Chinese try to ward off rights censure

Any attempt by Western countries to pass a resolution condemning China's human rights record when the UN Human Rights Commission…

Any attempt by Western countries to pass a resolution condemning China's human rights record when the UN Human Rights Commission meets later this month would fail like previous attempts, the Foreign Minister, Mr Tang Jiaxuan, told a press conference in Beijing yesterday.

"If somebody attempts to table an anti-China draft resolution again this year in Geneva, then I think the outcome will not be different from the previous seven times," Mr Tang said, adding that such an action would affect relations with Western countries. "On the question of human rights there will be no way out if you replace dialogue with confrontation."

The US and EU countries have yet to decide whether they will sponsor such a resolution. They declined to do so last year for the first time since 1989, opting for dialogue with China instead. But a new crackdown on pro-democracy dissidents has raised questions about the strategy.

The Clinton administration, which last week issued a scathing assessment of the state of human rights in China, has yet to show its hand but is under pressure from Congress to confront China on the issue. The US Senate voted 99-0 in February to urge the administration to censure China at the UN conference, which opens on March 22nd and lasts six weeks.

READ MORE

Mr Tang seemed confident that Europe would avoid confrontation, despite misgivings among EU governments about China's imprisonment of several pro-democracy activists.

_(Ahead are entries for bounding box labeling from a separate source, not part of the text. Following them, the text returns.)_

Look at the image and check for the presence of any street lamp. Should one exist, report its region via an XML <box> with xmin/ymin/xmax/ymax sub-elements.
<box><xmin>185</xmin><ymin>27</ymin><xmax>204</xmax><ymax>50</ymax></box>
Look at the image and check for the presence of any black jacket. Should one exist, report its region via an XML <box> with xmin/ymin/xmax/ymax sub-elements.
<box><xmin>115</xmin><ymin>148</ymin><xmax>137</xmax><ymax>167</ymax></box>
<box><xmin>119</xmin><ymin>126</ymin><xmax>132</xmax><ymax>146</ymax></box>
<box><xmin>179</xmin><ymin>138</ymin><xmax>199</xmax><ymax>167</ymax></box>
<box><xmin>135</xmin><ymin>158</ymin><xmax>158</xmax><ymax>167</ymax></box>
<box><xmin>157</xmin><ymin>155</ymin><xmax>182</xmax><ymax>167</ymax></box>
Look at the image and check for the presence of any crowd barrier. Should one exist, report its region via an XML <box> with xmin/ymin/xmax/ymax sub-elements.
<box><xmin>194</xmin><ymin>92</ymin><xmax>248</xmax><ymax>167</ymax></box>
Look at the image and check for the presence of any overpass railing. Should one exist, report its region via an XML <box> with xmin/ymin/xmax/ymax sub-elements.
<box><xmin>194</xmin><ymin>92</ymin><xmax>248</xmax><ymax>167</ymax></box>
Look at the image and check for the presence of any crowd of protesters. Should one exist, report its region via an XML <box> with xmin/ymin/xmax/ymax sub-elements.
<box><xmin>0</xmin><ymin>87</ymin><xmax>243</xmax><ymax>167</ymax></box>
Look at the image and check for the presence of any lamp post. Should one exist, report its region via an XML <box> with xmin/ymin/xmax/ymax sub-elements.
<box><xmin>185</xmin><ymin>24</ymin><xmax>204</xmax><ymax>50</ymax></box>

China and the overwhelming majority of European countries were agreed on dialogue rather than confrontation, he said. "I believe there are very bright prospects for the continued growth of China-EU relations."

In a rare and wide-ranging news conference on the fringes of the annual meeting of the National People's Congress, Mr Tang also urged the EU to halt anti-dumping investigations which he called "trade protectionism against China".

He criticised the US for contemplating a missile defence system in Asia and said including Taiwan would harm chances of a peaceful reunification with the island. The inclusion of Taiwan under theatre missile defence (TMD) "would amount to an encroachment on China's sovereignty and territorial integrity, and also be an obstruction to the great cause of peaceful reunification of the motherland," he said.